After the game, the Irish hinted at a conspiracy between the United States and Mexico as an Irish victory would have won the tournament. Whatever the reason the Mexican officials allowed the goal, the USSF secretary general Hank Steinbrecher denied it was a conspiracy, saying, "I wish we were that sophisticated."

June 6, 2000
20:00
USA 1-1 IRL
  USA: Razov 68'
  IRL: Foley 31'

United States - Brad Friedel, Frankie Hejduk, C.J. Brown, Gregg Berhalter, Greg Vanney, Steve Ralston (Earnie Stewart 46'), John O'Brien (Claudio Reyna 60), Jovan Kirovski, Ben Olsen (Tony Sanneh 75'); Jason Kreis (Cobi Jones 65'), Ante Razov (Brian McBride 88')

Ireland - Alan Kelly; Stephen Carr, Gary Breen, Phill Babb, Terry Phelan; Stephen McPhail (Jason McAteer 37'), Matt Holland, Gareth Farrelly (Mark Kennedy 72'), Kevin Kilbane, Gary Doherty (Niall Quinn 72'), Dominic Foley (Barry Quinn 88')
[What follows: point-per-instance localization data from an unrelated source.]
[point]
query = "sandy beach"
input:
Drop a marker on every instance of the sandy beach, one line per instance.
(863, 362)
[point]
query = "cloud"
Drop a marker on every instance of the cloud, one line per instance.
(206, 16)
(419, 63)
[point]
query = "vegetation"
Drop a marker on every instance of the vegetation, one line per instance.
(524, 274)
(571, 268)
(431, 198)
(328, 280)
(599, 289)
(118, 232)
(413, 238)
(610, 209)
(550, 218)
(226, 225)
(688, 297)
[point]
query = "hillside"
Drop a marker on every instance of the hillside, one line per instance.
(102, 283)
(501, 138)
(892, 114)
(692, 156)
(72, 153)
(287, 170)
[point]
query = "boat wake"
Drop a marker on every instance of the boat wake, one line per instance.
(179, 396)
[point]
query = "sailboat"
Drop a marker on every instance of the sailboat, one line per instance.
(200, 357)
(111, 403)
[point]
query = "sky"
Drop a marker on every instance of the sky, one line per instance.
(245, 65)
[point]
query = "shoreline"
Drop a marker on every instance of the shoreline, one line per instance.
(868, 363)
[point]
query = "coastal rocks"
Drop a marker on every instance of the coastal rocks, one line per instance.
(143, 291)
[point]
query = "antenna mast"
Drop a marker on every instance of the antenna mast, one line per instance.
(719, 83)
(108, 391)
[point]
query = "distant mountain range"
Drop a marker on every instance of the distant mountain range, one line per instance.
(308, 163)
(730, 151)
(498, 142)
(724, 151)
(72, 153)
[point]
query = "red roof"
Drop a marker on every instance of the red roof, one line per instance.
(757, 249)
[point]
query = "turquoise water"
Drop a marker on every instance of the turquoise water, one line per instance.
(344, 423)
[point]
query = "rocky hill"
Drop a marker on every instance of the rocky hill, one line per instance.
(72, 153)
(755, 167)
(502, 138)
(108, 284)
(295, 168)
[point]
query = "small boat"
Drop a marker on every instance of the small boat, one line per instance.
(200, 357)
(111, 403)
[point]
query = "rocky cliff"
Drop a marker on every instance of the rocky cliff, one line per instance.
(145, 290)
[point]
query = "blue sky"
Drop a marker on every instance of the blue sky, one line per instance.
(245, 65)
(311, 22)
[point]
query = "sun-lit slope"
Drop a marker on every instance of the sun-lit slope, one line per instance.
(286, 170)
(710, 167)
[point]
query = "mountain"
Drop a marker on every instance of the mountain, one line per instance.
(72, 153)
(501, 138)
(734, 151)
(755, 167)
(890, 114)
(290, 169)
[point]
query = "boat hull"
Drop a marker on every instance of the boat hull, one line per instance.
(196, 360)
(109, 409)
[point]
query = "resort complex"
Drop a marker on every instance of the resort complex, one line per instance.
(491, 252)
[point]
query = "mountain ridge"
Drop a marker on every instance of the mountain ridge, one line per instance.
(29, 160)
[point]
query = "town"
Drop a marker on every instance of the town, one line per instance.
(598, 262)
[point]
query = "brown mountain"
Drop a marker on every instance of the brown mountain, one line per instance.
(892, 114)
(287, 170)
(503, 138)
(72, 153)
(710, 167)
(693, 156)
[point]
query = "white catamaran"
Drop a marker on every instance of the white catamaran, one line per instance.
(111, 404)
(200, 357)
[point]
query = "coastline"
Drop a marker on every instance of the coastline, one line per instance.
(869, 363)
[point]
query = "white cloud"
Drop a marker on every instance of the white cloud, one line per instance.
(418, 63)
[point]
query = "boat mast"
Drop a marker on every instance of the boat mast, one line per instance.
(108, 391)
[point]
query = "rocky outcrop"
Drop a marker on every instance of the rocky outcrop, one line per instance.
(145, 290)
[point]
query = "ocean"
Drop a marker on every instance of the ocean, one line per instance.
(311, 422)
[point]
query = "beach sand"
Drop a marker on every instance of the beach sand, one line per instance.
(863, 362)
==June 7: Mexico vs. South Africa==
Mexico met South Africa before 27,815 fans in the Cotton Bowl. Mexico, clearly the superior side, defeated South Africa 4-2. The Mexican team scored twice in the first half before South Africa staged a brief come-back when Benni McCarthy scored in the 52nd minute making it 2-1. Mexican substitute and coach's son Horacio Sanchez Aguirre came into the game in the 79th minute and scored two quick goals. Thabo Mngomeni of South Africa scored from a penalty kick in the 89th minute.

June 7, 2000
20:00
MEX 4-2 RSA
  MEX: Olalde 39', Pérez 43', Sánchez 80', 83'
  RSA: McCarthy 52', Mngomeni 89'

Mexico - Sergio Bernal, Joaquin Beltran, Christian Ramirez, Raul Alpizar, Israel Lopez, Gerardo Torrado, Luis Perez, Paulo Cesar Chavez (Carlos Cariño 68'), Jesus Olade (Horacio Sáchez 79'), Luis Hernandez (Luis Ignacio Gonzalez 68'), Daniel Orsono (Jaime Lozano 79')

South Africa - Andre Arendse, Cyril Nzama, Fabian McCarthy, Pierre Issa, Jacob Lekgetho, Dumisi Ngobe (Thabo Mngomeni 71'), Helman Mkhalele (Arthur Zwane 85'), Godfrey Sapula, George Koumantarakis (Patrick Mayo 71'), Benni McCarthy, Delron Buckley

==June 11: United States vs Mexico (US wins Cup)==
Two games were played at Giants Stadium on the final day. In the first match, the United States and Mexico faced each other for the Cup title while Ireland and South Africa played for second place.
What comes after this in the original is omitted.